Nile folds her arms over her chest. With the sun streaming right behind her, she looks like a goddess come to life: haloed, beautiful, the slightest bit unreal.
“That’s fine,” she says. “I’ll just ask Joe to become a therapist.”
“Sure,” snorts Booker. “And I’ll ask Andy to become a pacifist.”
Nile points a finger at him. “Don’t be mean.”
“Ask Nicky,” Booker advises her. “I mean, I don’t think you’ll get anywhere, but. You’re less likely to be laughed out of the room.” At her questioning look, he elaborates: “Idiot was a priest, back in the day. And, you know, all those people- well, priests were as close as you’d get to therapists before all of this psychology stuff came about.”
“Right,” says Nile warily. “So why do you think I’ll be laughed at? Nicky sounds like he’s good for the job.”

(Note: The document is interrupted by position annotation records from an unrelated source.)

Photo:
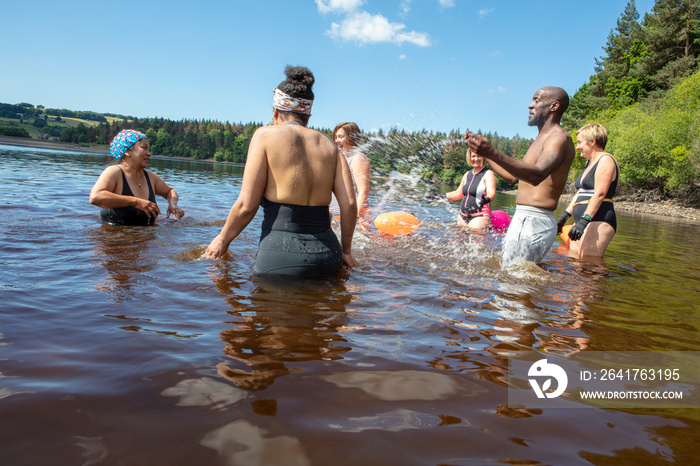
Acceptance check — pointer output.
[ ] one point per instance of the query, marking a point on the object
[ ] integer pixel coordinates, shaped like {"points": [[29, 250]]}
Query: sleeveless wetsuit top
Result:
{"points": [[586, 188], [294, 218], [474, 190], [129, 215]]}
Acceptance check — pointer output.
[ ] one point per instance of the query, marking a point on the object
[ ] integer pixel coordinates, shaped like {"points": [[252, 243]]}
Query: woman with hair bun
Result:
{"points": [[292, 171]]}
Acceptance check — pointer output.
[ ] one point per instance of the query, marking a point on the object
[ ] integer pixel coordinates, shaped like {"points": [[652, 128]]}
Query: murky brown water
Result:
{"points": [[118, 346]]}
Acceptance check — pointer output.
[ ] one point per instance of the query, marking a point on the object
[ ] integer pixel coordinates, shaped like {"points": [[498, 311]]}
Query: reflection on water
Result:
{"points": [[122, 346]]}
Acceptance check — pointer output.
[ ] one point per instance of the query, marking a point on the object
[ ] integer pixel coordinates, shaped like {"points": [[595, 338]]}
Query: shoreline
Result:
{"points": [[623, 202]]}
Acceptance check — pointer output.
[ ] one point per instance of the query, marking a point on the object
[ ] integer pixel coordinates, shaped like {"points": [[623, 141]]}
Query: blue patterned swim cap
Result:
{"points": [[123, 141]]}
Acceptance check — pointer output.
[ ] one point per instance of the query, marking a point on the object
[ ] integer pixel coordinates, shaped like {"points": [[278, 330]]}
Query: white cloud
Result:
{"points": [[344, 6], [483, 12], [366, 28]]}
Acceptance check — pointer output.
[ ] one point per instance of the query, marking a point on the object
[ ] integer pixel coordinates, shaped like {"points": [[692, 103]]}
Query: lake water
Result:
{"points": [[120, 346]]}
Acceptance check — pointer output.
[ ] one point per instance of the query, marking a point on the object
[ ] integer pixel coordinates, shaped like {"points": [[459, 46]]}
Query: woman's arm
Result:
{"points": [[345, 194], [161, 188], [490, 181], [245, 207], [362, 171]]}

Booker stares at her. “What did the man do, the second he had a chance to leave?”
“Er. Leave?”
“He went on a fucking Crusade,” says Booker. “He killed people. He- well, you know, did the whole invader thing. Liked it, too. He only really stopped because he decided he liked Joe more, and Joe was, like, I’m not going to let you kill my people for fun anymore, and they worked out their excess energy by fucking in sand, because both of them are absolute idiots.”

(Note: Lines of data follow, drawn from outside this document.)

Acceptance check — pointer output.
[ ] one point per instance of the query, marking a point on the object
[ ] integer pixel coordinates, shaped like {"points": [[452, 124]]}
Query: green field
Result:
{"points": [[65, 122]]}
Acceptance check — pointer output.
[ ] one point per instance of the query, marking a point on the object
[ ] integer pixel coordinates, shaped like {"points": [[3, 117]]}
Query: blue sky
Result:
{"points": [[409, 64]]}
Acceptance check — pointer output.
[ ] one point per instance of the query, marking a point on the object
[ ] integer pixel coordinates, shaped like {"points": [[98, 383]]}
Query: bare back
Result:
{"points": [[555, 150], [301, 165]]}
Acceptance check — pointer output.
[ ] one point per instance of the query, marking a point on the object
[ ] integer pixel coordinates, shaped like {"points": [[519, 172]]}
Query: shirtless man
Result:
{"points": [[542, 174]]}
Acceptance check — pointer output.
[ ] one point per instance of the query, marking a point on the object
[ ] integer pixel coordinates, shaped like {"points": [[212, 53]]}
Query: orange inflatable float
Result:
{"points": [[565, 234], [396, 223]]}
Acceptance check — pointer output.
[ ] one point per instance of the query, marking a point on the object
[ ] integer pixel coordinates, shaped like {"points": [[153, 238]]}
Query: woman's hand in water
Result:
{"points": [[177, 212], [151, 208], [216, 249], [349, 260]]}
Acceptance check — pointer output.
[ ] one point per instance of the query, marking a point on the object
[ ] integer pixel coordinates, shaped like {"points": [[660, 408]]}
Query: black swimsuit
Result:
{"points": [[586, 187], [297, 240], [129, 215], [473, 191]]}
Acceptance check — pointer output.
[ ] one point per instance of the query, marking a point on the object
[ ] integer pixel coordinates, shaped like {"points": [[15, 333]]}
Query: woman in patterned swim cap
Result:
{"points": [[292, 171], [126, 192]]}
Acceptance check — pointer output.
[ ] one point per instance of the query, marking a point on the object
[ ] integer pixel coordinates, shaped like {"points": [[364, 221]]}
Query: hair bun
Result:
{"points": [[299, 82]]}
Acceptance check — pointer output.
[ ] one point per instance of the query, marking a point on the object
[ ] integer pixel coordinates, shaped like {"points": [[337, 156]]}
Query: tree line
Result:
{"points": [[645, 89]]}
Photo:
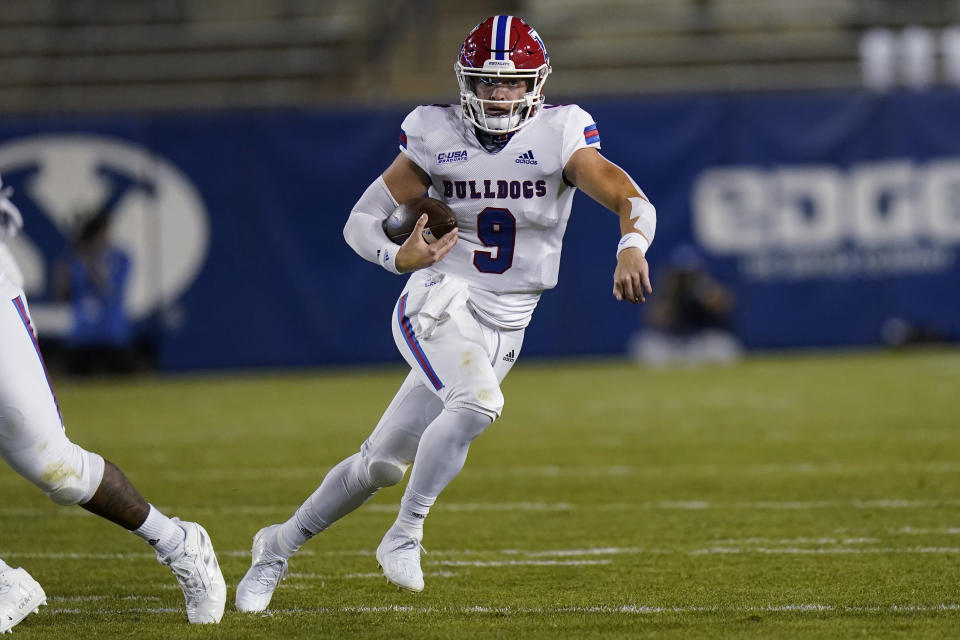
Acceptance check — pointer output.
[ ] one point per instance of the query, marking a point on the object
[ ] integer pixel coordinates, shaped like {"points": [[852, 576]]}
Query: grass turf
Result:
{"points": [[787, 496]]}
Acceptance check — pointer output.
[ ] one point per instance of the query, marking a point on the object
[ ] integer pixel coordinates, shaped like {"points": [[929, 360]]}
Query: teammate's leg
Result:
{"points": [[34, 444]]}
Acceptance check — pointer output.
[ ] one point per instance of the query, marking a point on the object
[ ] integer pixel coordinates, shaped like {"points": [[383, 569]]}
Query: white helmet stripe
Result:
{"points": [[501, 36]]}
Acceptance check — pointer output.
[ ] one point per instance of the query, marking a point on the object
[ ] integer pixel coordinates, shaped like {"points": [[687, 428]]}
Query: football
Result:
{"points": [[441, 220]]}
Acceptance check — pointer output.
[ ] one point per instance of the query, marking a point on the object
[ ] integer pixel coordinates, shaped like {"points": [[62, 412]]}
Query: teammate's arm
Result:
{"points": [[401, 181], [610, 185]]}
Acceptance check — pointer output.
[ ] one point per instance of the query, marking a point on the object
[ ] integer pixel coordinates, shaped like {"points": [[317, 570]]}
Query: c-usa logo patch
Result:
{"points": [[451, 156]]}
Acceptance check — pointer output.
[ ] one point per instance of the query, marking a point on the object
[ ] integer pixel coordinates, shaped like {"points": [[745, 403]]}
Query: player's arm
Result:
{"points": [[363, 231], [610, 185]]}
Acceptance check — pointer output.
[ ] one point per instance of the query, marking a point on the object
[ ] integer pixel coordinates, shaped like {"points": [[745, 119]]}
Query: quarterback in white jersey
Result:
{"points": [[508, 166], [34, 443]]}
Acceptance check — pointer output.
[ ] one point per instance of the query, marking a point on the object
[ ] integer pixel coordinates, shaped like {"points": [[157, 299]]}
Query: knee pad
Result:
{"points": [[485, 400], [388, 454], [385, 473], [72, 479]]}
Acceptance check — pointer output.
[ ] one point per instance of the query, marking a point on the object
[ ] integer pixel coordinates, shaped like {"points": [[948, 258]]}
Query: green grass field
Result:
{"points": [[785, 497]]}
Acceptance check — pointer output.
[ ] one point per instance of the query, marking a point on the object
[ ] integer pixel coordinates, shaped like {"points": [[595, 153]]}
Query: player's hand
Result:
{"points": [[415, 253], [631, 280]]}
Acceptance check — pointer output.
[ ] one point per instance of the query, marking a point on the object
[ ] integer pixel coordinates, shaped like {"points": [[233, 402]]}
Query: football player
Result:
{"points": [[508, 165], [33, 442]]}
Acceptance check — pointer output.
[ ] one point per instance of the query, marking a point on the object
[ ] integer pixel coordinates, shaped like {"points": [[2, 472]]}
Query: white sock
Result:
{"points": [[161, 533], [440, 456], [345, 487], [413, 511]]}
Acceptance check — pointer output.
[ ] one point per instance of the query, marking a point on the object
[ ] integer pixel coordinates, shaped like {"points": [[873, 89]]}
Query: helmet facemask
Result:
{"points": [[518, 113]]}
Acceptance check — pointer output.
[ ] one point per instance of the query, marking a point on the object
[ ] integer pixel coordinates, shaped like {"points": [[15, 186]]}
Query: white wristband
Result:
{"points": [[386, 256], [633, 240]]}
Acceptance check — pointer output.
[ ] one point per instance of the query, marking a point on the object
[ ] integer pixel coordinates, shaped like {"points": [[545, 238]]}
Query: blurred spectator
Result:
{"points": [[917, 57], [877, 59], [950, 47], [688, 319], [93, 277]]}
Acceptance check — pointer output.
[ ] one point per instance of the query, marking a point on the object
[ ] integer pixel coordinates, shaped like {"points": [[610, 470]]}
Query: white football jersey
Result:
{"points": [[512, 206]]}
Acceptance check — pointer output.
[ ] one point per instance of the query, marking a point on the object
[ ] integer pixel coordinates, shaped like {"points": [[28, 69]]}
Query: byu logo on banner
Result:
{"points": [[157, 216]]}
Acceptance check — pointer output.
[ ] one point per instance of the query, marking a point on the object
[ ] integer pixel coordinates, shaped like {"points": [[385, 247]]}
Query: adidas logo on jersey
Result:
{"points": [[526, 158]]}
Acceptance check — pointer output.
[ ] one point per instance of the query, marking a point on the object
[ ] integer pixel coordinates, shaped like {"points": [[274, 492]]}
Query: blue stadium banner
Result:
{"points": [[829, 215]]}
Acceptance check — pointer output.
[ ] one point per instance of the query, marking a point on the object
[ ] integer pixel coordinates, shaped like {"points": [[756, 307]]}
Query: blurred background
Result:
{"points": [[185, 167]]}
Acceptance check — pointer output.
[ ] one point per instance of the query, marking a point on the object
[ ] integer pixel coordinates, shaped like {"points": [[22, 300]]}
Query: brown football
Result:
{"points": [[441, 220]]}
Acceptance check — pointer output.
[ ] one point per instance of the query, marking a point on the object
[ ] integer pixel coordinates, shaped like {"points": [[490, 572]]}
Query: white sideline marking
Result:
{"points": [[819, 550], [598, 551], [790, 541], [944, 531], [597, 609], [730, 548], [519, 563], [790, 505], [264, 510], [675, 505]]}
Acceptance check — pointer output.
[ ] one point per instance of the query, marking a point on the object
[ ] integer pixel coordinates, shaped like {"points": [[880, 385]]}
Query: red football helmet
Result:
{"points": [[502, 47]]}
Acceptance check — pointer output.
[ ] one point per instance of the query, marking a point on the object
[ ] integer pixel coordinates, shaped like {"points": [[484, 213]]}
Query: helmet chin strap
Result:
{"points": [[502, 124]]}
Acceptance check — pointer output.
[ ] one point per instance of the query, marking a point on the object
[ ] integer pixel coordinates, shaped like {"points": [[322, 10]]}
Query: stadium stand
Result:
{"points": [[69, 55]]}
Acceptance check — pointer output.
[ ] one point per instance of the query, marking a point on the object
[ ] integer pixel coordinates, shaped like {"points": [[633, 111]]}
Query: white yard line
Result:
{"points": [[746, 546], [601, 609]]}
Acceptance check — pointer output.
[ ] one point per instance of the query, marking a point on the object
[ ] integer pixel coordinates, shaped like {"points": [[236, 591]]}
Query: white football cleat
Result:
{"points": [[195, 566], [399, 558], [264, 575], [20, 595]]}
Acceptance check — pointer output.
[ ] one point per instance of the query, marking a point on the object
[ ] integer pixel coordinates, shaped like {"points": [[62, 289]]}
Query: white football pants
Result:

Nile blinks at him. “So. Not a therapist.”
Booker grins at her, and knows it’s more of a baring of his teeth than anything comforting. “I guess your best bet is Andy, then.”
“I cannot believe I’m going to have to get a degree in fucking therapy because of you,” hisses Nile.
“I thank you for your sacrifice,” says Booker, and pats her on the shoulder gingerly.
He gets an armful of a furiously emotional Nile a moment later, hugging him so tight around the neck it feels like a throttling. Then she backs away, and goes into the house, leaving Booker in leaves and mulch and a burgeoning headache.
Fucking invasive species, he thinks, and wishes he’d never studied botany. Really. If he was just like Nicky and purposely uneducated in all the ecological implications, he could ignore it. But Booker had to go and study plants and try to synthesize his own compounds and get tangled up in ecology legislation in the 1980s, and so he knows, goddammit, and he’ll have to face Andy’s hangdog expression tonight when he serves up roasted cycad beside whatever Joe’s preparing for dinner.
Fuck my life, he thinks, but it isn’t half so sour as it might have been just a month earlier. Fuck my life, he thinks, and heads back into the house, whistling the whole goddamn way.